Fanaka managed to tone the craziness down a bit with this film, a ghettorific drama about a young countrified girl from Mississippi named Emma Mae (Hayes) who comes to live with family in Los Angeles. Emma quickly falls for Jesse, a pill-poppin’ loser, who finds himself in jail after whoopin’ on some cops. Now Emma is faced with raising bail money for the man she loves (let’s forget she’s only known him about a minute or two). First Emma starts a car wash, complete with belly dancers (gotta love that Fanaka), to raise the needed cash. Unfortunately, the cops quickly shut the operation down, leaving Emma Mae no choice but to form a gang and rob a bank. With her man out of jail things should end happily ever after, but then this is a Jamaa Fanaka film – the same man who gave us giant cocks strangling evil honkys. So it should come as no surprise that our heroine catches her old man in bed with some other chick, and then proceeds to beat his ass like a runaway slave. That’s right, homegirl beats homeboy’s ass like she was a member of the LAPD. Emma emerges a new, stronger, and more independent woman, ready to take on new challenges, and whoop more ass.

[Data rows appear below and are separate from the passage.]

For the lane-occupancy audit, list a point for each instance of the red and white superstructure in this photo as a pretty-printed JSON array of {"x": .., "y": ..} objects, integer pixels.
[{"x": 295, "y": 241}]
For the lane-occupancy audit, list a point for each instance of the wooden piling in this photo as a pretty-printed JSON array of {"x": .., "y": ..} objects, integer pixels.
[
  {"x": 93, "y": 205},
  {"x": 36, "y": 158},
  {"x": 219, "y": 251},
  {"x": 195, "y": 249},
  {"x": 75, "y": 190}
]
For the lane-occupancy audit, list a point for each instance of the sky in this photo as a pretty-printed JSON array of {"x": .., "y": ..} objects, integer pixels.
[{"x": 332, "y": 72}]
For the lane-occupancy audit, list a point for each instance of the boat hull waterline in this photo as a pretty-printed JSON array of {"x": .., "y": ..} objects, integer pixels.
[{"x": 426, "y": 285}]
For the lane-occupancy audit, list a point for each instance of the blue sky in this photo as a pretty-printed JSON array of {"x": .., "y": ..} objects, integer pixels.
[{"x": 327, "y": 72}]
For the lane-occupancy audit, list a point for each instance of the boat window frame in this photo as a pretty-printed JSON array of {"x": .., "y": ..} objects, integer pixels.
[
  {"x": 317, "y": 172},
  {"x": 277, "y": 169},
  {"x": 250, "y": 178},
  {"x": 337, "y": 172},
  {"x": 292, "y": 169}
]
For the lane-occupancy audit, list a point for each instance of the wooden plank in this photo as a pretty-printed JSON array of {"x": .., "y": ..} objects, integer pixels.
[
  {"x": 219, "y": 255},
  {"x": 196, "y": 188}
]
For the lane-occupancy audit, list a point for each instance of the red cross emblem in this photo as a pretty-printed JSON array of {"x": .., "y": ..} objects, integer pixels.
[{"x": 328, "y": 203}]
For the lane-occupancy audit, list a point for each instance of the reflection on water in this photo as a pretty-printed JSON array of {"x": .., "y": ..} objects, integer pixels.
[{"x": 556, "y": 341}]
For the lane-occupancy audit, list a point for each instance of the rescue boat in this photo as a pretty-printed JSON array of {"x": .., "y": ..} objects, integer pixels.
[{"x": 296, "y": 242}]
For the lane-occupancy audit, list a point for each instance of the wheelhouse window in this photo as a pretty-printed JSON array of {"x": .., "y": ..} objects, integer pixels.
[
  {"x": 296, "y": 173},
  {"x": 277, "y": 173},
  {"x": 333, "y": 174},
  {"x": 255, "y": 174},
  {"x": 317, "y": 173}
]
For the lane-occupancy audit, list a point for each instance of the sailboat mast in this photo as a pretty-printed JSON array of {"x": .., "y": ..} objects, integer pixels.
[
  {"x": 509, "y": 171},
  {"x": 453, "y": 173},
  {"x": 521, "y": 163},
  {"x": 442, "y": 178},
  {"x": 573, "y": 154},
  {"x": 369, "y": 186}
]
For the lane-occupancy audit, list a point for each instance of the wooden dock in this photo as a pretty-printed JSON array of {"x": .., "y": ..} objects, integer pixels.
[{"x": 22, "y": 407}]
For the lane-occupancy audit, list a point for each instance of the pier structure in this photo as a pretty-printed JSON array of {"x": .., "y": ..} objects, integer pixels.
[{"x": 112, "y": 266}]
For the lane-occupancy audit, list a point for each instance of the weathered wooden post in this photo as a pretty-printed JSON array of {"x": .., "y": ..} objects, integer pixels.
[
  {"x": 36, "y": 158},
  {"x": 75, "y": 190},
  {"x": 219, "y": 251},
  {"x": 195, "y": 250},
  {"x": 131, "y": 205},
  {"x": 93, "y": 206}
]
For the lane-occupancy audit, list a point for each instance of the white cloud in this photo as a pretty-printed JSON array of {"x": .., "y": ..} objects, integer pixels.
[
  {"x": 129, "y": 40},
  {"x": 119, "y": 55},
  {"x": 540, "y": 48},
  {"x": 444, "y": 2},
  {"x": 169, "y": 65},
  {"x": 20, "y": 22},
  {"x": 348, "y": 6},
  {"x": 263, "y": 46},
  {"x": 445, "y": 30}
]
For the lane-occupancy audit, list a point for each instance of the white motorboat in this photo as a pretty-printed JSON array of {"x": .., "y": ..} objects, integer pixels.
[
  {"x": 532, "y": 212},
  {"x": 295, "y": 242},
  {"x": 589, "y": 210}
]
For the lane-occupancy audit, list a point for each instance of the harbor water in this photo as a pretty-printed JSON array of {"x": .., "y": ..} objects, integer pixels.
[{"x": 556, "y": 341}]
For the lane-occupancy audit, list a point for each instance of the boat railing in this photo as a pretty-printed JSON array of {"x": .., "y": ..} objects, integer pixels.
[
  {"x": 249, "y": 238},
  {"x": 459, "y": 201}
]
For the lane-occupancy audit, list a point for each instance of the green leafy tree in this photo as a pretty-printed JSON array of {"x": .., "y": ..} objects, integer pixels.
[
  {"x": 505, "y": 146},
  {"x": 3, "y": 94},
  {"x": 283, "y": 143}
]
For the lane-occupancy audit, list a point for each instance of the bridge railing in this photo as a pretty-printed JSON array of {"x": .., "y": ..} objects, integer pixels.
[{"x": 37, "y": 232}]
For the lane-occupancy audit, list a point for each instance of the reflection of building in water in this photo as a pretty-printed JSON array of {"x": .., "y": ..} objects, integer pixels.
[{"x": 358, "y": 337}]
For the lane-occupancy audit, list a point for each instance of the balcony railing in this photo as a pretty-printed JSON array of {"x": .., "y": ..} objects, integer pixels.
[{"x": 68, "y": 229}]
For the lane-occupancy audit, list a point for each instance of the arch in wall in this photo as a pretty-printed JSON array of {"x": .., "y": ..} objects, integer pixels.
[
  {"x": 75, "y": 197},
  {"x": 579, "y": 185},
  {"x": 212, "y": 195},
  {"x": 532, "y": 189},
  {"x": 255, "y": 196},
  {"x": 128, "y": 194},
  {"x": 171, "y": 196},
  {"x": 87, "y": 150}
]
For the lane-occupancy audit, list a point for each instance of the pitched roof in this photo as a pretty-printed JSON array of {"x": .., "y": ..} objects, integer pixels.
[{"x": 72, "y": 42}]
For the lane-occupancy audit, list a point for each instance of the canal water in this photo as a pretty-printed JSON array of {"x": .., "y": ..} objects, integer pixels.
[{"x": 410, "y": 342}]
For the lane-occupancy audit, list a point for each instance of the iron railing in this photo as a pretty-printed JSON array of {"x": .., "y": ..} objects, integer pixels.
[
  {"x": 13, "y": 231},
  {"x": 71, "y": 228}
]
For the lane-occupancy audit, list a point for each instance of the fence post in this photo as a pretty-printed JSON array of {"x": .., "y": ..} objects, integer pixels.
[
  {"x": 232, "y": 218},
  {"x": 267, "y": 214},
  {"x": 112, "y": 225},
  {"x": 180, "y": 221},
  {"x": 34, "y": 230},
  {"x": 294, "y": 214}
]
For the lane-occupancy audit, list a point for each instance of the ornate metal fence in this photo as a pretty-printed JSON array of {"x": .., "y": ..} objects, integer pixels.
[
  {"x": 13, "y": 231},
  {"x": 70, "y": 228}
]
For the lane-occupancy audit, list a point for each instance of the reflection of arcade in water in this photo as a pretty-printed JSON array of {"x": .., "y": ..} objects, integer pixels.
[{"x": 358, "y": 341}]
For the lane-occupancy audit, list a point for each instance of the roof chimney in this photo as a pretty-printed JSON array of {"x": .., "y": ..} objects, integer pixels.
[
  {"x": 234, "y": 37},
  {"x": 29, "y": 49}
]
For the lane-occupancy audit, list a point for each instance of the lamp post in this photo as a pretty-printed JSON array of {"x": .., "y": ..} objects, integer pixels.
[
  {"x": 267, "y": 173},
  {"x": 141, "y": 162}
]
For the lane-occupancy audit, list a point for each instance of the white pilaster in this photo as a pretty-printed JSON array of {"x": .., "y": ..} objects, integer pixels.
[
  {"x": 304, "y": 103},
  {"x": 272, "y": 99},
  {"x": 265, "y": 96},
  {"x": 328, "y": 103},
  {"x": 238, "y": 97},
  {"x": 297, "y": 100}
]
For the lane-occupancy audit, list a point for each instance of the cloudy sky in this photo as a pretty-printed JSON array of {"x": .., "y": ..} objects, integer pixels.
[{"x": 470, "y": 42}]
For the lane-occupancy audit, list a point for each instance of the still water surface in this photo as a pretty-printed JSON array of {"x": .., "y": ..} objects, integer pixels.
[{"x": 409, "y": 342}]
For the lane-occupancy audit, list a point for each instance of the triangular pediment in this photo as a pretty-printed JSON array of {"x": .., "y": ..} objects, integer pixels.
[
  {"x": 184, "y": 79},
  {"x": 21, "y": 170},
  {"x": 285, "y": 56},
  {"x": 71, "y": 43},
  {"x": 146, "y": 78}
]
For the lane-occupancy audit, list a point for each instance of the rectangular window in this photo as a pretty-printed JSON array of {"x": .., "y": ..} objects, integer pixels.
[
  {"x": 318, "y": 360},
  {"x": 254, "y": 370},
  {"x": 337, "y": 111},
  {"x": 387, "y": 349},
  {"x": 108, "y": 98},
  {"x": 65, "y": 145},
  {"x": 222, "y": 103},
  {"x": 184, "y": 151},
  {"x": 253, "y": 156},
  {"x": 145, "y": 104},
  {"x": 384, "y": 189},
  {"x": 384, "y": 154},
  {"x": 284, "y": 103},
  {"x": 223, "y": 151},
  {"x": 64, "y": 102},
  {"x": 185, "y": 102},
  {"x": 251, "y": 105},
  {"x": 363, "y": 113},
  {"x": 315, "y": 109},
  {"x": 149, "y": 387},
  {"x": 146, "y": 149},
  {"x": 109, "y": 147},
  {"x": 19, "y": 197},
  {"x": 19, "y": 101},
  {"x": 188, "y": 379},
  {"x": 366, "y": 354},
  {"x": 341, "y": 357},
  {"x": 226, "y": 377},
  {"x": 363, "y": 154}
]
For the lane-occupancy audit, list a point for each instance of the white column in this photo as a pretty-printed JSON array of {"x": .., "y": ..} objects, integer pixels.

Despite all the flaws that can be found in this film (and believe me when I say they run the gamut), EMMA MAE is a film that works. The underlying themes of black empowerment, and the personal growth and liberation of black women are all there under the surface, just waiting for someone to notice them. We actually get to see Emma grow and evolve as a person, which was something rare for black female characters to do back in the day. There is sense of honesty and compassion that shines through, giving the film a sense of reality that many blaxploitation era films lack. For all her ass kickin’, gun totin’ badassosity, Emma is nothing like Foxy Brown or Cleopatra Jones – she’s someone we’ve all known in our lives. The people look real, they aren’t glamorous stars, just plain old folk Fanaka got off the street. And then there’s Jamaa’s script, which despite some unconvincing delivery from time to time, has dialog that sounds like the way black people really talk (or at least more like the way black people talk than what we normally get to see).
EMMA MAE (which is available on video as BLACK SISTER’S REVENGE), like all of Jamaa Fanaka’s films, needs to be watched with more than just casual viewing, otherwise you will miss some of what’s below the surface. Fanaka is a true genius filmmaker, whose work has long gone ignored and unappreciated. Of course the fact that he might have been insane doesn’t help his case – but that don’t mean you shouldn’t watch his movies, which are always entertaining.